Hello,
My little KittyBear is growing so fast. She is now 7 years old and thriving well. She has been doing quite well with CF and that is all thanks to the research that has been done. She has quite the regimen of medications and therapies to do on a daily basis. Every day she gets a dose of albuterol, followed by saline through the nebulizer, and then chest physical therapy (it use to be pow pow, but now she wears a vest). This process is done twice a day. Gabby just started taking the new gene therapy medication (Trikafta). This medication helps to partially correct the CFTR protein which helps to Target the underlying cause. It has improved lung function, has decreased pulmonary exacerbation, and has decreased the sweat chloride. On a daily basis she gets her chest therapy twice a day, an enzyme before every meal and snack, a daily vitamin, and an inhaled medication to help break down the sticky substance that is left behind by white blood cells in her lungs. These things have kept my baby girl healthy!! Gabby was definitely born in the right time. The only thing that has affected her was her weight gain in the beginning and continued GI issues!. Once she was diagnosed and put on medications her weight gain was no longer an issue. She continues to struggle with her GI issues; however, we are managing it the best we can with medications. Science has greatly boomed in the last 15 years. Because of all the research, my daughter has not had to suffer like soo many others with CF. This research and development has been made possible because of all the events and donations over the past decades. When Gabby was born we were told the mean life expectancy was 30. And now it’s 50!! Please help us raise money so that Gabby can live the most fulfilling life possible!! Please join us AND Ms. KittyBear this May as we walk to add tomorrows to everyone's life.

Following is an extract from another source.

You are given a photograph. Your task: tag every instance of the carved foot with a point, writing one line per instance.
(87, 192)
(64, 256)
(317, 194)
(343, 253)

There are approximately 30,000 Americans living with cystic fibrosis. They are moms, dads, sisters, brothers, daughters, sons, friends and co-workers who struggle every day just to breathe. I walk for them and hope you will support me in my efforts.
Real progress has been made in the search for a cure, but the lives of people with CF are still cut far too short. There still is no cure for this devastating disease. By walking today, I am helping add tomorrows to the lives of people living with cystic fibrosis. Will you join me? Support me by making a donation to my Great Strides fundraising campaign today!
Great Strides is a fun, family-friendly event that raises awareness and support for people with CF and their families.
Please support me!
Help me reach my fundraising goal by donating to my Great Strides fundraising campaign. Your gift will help add tomorrows to the lives of people with cystic fibrosis by supporting life-saving research and medical progress. Your gift is 100-percent tax deductible.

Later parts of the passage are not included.